Marathon Petroleum Profit Rises 41%
October 29 2015 - 8:50AM
Dow Jones News
Marathon Petroleum Corp. said its third-quarter earnings rose
41% on stronger refining margins and growth in its retail and
pipeline businesses.
The Findlay, Ohio, company owns refineries in Texas, Louisiana,
and throughout the Midwest. It launched MPLX LP in 2012 to own and
operate pipelines and other fuel-transportation assets.
MPLX, which is controlled by Marathon Petroleum, in July reached
a $15.8 billion deal for MarkWest Energy Partners LP that will
combine Marathon's oil- pipeline network with MarkWest's business
separating natural gas into fuels such as propane and ethane.
While plunging oil and natural-gas prices haven't hit pipeline
operators as hard as other energy companies, analysts say the part
of the industry that builds and operates pipelines, natural-gas
processing facilities and storage terminals is facing pressure to
merge. During September, Energy Transfer Equity LP agreed to
acquire Williams Cos. in a $32.6 billion deal that will create a
massive U.S. network of natural-gas pipelines.

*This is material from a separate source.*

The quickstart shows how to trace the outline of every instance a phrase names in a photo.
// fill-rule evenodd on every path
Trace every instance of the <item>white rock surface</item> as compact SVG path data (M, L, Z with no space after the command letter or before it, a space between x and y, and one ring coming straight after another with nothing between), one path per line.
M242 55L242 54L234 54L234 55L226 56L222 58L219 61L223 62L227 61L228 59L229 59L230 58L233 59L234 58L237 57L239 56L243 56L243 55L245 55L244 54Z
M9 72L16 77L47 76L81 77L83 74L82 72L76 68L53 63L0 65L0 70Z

Chief Executive Gary R. Heminger said in prepared remarks
Thursday that in the latest quarter Marathon was able to capture
strong crack spreads—the difference between wholesale gasoline
prices and crude—while lower fuel prices helped boost demand for
its refined products.
In Marathon Petroleum's refining and marketing segment,
operating earnings soared 50% to $1.46 billion, mostly on higher
refining margins.
Marathon's Speedway retail business reported its operating
profit more than doubled to $243 million, with a boost from the
acquisition of Hess Corp.'s retail operations last year.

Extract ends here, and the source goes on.